Rezension

Interessantes Thema - leider enttäuschend in der Umsetzung

Das Haus der verlorenen Kinder - Linda Winterberg

Das Haus der verlorenen Kinder
von Linda Winterberg

Interessantes Thema, leider enttäuschende Umsetzung

Auf zwei Zeitebenen erzählt die Autorin in diesem Buch die Geschichte der sogenannten "Deutschenmädchen" in Norwegen. Bis zur Lektüre von diesem Buch hatte ich von den "Deutschenmädchen" noch nie gehört und war sehr gespannt darauf in die düstere Geschichte Norwegens und des deutschen Reiches zu Zeiten des 2. Weltkrieges einzutauchen.
Dabei lernt der Leser zum einen in der Gegenwart Marie kennen, die auf der Suche nach ihren Wurzeln ist und sich irgendwie nirgends richtig zu Hause fühlt und in der älteren Betty eine Seelenverwandte findet. Parallel dazu verfolgt man das Leben von Lilly und Olga in Norwegen zu Zeiten des 2. Weltkrieges und erlebt mit, wie sie sich in deutsche Soldaten verlieben und damit das Unglück seinen Lauf nimmt.

Büchern, die auf zwei Zeitebenen spielen, kann ich eigentlich nie widerstehen und oft kann ich mich auch gar nicht entscheiden, welchen Erzählstrang ich lieber mag. In diesem Buch lag meine Präferenz klar auf dem Strang in der Vergangenheit, da der mich richtig fesseln konnte und ich da auch das Gefühl hatte, dass die Handlung vorankommt und wirklich etwas passiert. Die Geschichte in der Gegenwart ist leider voller Handlungen, die zu keinem Ziel führen, seitenlangen Erklärungen und Wiederholungen von Essverhalten und Vorlieben irgendwelcher Nebenfiguren, die überhaupt keine tragende Rolle mehr bekommen und versucht schließlich Spannung aufzubauen, die dann genauso plötzlich einfach in sich zusammenfällt.

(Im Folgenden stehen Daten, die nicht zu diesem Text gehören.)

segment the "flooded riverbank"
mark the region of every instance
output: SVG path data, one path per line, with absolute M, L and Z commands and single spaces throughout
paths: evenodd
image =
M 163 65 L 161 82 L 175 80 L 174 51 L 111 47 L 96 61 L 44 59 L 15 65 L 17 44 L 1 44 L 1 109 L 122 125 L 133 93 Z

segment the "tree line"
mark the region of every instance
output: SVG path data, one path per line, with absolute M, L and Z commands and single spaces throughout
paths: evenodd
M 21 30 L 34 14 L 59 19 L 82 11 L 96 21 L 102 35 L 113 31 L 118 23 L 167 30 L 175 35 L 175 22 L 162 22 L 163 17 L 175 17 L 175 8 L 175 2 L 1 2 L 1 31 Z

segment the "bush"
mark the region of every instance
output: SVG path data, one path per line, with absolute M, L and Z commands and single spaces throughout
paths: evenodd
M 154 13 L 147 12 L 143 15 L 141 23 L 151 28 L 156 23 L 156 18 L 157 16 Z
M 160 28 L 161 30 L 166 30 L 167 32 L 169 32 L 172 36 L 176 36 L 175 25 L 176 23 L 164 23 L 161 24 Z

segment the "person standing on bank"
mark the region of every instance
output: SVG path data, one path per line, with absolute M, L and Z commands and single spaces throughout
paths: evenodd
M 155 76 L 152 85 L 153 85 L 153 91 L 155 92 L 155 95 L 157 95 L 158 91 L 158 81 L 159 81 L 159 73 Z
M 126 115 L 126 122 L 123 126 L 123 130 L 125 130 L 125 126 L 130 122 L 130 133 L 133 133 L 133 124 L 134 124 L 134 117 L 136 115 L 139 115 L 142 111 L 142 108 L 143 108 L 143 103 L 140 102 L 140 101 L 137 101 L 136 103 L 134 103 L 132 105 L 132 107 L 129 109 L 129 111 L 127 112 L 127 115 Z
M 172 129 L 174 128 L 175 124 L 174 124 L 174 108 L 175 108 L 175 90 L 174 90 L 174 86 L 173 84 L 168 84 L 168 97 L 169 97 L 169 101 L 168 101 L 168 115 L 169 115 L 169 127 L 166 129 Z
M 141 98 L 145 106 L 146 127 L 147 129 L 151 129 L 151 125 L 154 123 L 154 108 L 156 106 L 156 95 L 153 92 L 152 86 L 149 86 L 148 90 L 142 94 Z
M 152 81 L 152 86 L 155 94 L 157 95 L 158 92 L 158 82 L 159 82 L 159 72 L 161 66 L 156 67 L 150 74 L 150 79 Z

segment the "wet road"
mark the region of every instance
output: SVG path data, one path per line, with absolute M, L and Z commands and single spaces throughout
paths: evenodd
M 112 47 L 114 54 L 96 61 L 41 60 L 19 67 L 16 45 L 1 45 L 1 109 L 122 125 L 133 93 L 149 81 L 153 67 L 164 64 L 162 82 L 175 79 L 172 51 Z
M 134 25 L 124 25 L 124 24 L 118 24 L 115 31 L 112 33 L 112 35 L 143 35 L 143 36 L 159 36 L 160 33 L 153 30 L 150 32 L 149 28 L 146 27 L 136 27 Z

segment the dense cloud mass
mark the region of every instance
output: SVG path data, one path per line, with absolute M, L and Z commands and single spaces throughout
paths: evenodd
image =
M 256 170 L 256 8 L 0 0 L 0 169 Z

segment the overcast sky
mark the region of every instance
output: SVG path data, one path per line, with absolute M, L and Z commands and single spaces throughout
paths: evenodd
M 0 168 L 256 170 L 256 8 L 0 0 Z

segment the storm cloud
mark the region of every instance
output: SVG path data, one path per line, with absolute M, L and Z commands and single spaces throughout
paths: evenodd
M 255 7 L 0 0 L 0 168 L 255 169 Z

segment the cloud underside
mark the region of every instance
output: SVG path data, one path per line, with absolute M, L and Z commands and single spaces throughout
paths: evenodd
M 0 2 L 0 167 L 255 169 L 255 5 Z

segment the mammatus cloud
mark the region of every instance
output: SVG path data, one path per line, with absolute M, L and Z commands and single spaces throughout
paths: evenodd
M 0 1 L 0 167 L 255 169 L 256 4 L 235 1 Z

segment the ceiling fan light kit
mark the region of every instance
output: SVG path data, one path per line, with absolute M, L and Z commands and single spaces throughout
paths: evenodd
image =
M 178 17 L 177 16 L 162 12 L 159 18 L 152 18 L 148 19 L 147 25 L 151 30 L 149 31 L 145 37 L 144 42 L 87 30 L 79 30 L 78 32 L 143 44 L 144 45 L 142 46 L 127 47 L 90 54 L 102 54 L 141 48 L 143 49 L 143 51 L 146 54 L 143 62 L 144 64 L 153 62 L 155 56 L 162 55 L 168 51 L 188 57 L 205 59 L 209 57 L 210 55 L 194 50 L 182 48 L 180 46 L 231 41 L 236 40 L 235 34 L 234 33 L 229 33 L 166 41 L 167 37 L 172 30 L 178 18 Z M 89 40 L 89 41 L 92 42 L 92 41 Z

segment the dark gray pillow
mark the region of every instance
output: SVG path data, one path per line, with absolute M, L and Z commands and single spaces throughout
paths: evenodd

Mit Lilly und Olga in der Vergangenheit konnte ich sehr gut mitfiebern und mitleiden und war über die Tragik, die über ihr Leben hereinbricht, wirklich sehr erschüttert. Gerade auch die Form von zum Teil Tagebucheinträgen von Lilly, haben mir das Lesen wirklich sehr spannend und angenehm gemacht. Zu Marie in der Gegenwart und auch zu Betty konnte ich irgendwie gar keine Beziehung aufbauen und die Einführung einiger Nebenfiguren habe ich überhaupt gar nicht verstanden. Sie wurden zwar mit ihren Schwächen und Macken ausführlich erklärt, hatten aber zum Teil gar keinen richtigen Beitrag zur Handlung.

Die Geschichte der "Deutschenmädchen" aufzugreifen und in einem Roman zu verarbeiten, finde ich sehr gut. Leider fehlen mir aber zu viele Dinge, die es meiner Meinung nach noch wert gewesen wären sie zu beschreiben. Natürlich ist es auch in der Realität so, dass vieles bis heute nicht richtig aufgeklärt wurde, aber was spricht dagegen das Leben von z. B. Lilly bis heute nachzuverfolgen und nicht einige Jahrzehnte einfach unter den Tisch fallen zu lassen.

Von daher muss ich leider sagen, dass das Buch für mich nicht das gehalten hat, was ich mir versprochen hatte und mich leider enttäuscht zurück gelassen hat. Offene Enden sind ok, aber hier ist mir einfach zu viel offen geblieben und dafür viele Dinge lang und breit ausgefächert worden, die nichts zur Handlung beigetragen haben und auch gar nicht notwendig waren.

Für die interessanten Einblicke in die norwegische Vergangenheit und einem guten Einblick in die Vergangenheit vergebe ich daher 2 von 5 Punkten.